Smith, who is white, is scheduled to graduate from the Seattle University law school this spring. She said that when she applied to the UW law school, she had scores in the 95th percentile on the Law School Admission Test and a 3.65 G.P.A.
In 1994 the UW law school received more than 2,500 applications for a class of about 155 students. The suit alleges that the law school "used different admission standards based on each student's self-identified race."
In a written statement, Law School Dean Roland Hjorth said he could not comment directly on the case, but he reaffirmed the school's commitment to diversity. "The different perspectives brought to the educational experience of students from varying backgrounds and experiences enrich the educational environment and prepare students to live and work in an increasingly diverse society," he said.
He added that diversity is "one of many factors considered in reviewing applications. Our policy has been carefully reviewed and crafted to be consistent with the law of the land, as established in a U.S. Supreme Court case commonly referred to as the Bakke decision. We are confident the policy will withstand careful legal scrutiny and we intend to defend it vigorously in this case."
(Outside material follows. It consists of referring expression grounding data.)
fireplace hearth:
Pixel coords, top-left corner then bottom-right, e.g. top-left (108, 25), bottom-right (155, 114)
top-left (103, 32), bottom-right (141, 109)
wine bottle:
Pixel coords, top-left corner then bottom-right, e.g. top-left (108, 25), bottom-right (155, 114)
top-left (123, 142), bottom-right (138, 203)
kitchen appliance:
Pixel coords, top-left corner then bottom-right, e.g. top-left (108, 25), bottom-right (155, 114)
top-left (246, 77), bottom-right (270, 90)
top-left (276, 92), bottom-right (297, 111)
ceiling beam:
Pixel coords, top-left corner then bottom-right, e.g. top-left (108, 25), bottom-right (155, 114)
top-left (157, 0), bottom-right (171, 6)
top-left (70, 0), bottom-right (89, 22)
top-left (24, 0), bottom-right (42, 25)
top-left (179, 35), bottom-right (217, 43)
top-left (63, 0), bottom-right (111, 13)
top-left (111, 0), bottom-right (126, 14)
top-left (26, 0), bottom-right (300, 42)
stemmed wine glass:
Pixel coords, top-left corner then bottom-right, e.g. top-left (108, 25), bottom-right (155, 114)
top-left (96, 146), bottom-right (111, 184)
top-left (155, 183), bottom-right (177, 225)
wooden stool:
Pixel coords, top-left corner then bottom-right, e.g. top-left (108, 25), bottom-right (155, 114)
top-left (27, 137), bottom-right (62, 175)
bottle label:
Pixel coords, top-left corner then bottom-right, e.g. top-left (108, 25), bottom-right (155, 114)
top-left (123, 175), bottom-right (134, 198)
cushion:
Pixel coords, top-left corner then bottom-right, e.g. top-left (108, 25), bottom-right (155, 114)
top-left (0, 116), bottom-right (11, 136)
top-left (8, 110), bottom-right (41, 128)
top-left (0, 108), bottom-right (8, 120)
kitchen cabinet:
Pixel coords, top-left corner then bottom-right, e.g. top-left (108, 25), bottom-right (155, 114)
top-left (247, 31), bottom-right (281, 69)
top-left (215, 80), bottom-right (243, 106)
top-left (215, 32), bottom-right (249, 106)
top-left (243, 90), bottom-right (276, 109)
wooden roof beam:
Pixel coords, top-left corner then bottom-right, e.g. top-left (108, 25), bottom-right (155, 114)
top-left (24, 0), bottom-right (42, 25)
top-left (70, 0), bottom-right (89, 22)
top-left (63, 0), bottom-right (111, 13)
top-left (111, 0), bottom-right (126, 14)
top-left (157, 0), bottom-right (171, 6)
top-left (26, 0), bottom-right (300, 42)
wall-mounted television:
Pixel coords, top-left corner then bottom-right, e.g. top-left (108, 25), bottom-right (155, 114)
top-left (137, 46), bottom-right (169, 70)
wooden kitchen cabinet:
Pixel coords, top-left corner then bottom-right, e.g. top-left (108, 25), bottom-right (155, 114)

Smith is getting help from the Center for Individual Rights, a Washington, D.C. group active in several anti-affirmative-action cases. Its most famous lawsuit was the 1996 Hopwood v. Texas ruling, where a federal court declared the University of Texas law school had illegally used one admissions committee for black and Mexican-American candidates and a different committee all other candidates. The court also declared the different minimum standards Texas set for the two applicant groups illegal.